New CAR-T cells provide on-demand control for cancer treatment

Scientists at Ludwig Cancer Research have designed new types of chimeric antigen receptor (CAR) T cells – a type of cancer immunotherapy – that can be activated to varying degrees of intensity and then deactivated on demand with drugs existing. The design and preclinical evaluation of CAR-T cells, led by Melita Irving and Greta Maria Paola Giordano Attianese of the Lausanne branch of the Ludwig Institute for Cancer Research, are detailed in Proceedings of the National Academy of Sciences.

“CAR-T cells are already used today to treat a number of blood cancers, but solid tumors continue to pose significant challenges for this mode of therapy in terms of safety and effectiveness,” said Irving. . “We potentially solved both of these problems by designing, directly into the CAR design, on/off switches activated by drugs approved by regulatory agencies and already in clinical use. This should accelerate the progress of these remote systems. CAR-T cells monitored in clinical trials.

CAR-T cells express synthetic receptors that detect specific molecular markers, or antigens, on cancer cells using an antibody fragment as an external sensor. When the CAR binds its antigen to a cancer cell, its signaling modules are activated and trigger the innate cytotoxic weaponry of T lymphocytes to destroy the tumor cells.

The problem is that many solid tumor antigens are also found on healthy cells, increasing the risk of so-called “off-tumor, on-target” effects. These can cause destructive immune responses that are difficult to control and potentially fatal for the patient. Conversely – and perhaps more commonly – immunosuppressive conditions of the solid tumor microenvironment can push antitumor T cells, including those equipped with CARs, into a state of dysfunction called “exhaustion.”

“Having the ability to remotely activate CAR-T cells to varying degrees using different doses of an activator drug, and then deactivate them on demand, as needed, would improve the safety of this therapy,” Giordano said Attianese. “In addition, remote control of CAR-T cell activity could also be used to mitigate T cell exhaustion, thereby improving the durability of patient responses to therapy.”

The latter possibility arises from studies led by Ludwig Stanford’s Crystal Mackall, showing that giving CAR-T cells rest periods between episodes of active tumor targeting rewrites their gene expression programs, reverses exhaustion, and largely improves their functional effectiveness.

Classic CARs are single-chain receptors that directly link tumor antigen binding to internal signaling components derived from the functional modules, or “domains,” of a few key T cell proteins. The CAR antigen sensor, which protrudes from the modified T cell like a rod, is usually derived from the antigen-binding fragment of an antibody molecule, which can be developed to detect virtually any target on tumor cells with exquisite specificity.

The internal signaling components usually come from a protein called CD3-ζ, which is absolutely necessary to activate the T cell upon antigen binding, and another protein borrowed from a “co-stimulatory” protein ( such as 4-1BB or CD28) which stimulates function. and persistence of T cells after activation.

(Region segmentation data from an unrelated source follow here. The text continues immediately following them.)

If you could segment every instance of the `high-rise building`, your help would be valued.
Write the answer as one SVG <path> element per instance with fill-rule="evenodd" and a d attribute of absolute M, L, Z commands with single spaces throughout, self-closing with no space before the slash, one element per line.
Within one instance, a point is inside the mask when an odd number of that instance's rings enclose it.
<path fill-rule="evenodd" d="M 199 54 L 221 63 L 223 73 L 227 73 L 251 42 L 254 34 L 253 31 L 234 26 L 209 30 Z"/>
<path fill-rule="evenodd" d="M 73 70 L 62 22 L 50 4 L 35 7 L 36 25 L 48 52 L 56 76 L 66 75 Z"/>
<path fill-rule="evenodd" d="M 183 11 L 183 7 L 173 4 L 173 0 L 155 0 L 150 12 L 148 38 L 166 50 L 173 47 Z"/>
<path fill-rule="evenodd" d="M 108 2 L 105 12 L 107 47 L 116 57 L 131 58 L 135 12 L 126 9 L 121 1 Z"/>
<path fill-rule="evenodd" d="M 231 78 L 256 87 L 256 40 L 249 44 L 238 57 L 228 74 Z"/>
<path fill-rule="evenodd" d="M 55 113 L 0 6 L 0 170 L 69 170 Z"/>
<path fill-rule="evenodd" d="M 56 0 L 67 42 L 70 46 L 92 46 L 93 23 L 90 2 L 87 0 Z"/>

To enable control of CAR activity, Irving, Attianese and colleagues separated the antigen detection fragment (the antibody fragment) and the activation domain (CD3-ζ) onto two distinct chains, the receptor chain” and the “signaling chain”. Leveraging the expertise of Bruno Correia of the École Polytechnique Fédérale de Lausanne (EPFL), they also included an additional module capable of dimerizing both chains when applying an anticancer drug called venetoclax.

When it binds to these external modules, the venetoclax molecule acts as a bridge, bringing the two chains together to create an active CAR complex – and the strength of the subsequent CAR-T cell response depends on the amount of drug used . The researchers named this CAR construct the “inducible-ON” CAR (iON).

However, to be truly safe, CAR-T cells must also be turned off quickly if they pose a danger to patients. To this end, the researchers added an additional drug component to the CD3-ζ signaling chain that responds to another approved cancer drug called lenalidomide. This binding, however, marks the receptor for degradation by the cell’s waste disposal machinery. Researchers show that iON/OFF CAR all-in-one T cells (iONØ-CAR) can be activated by venetoclax and rapidly deactivated – within 4 to 6 hours – by lenalidomide.

The researchers next plan to better characterize the performance of their iON and iONØ-CAR against different tumor models. They will also test whether remote control of cells effectively prevents the toxicity of overactive CAR-T responses and whether periodic rest periods can improve long-term tumor control.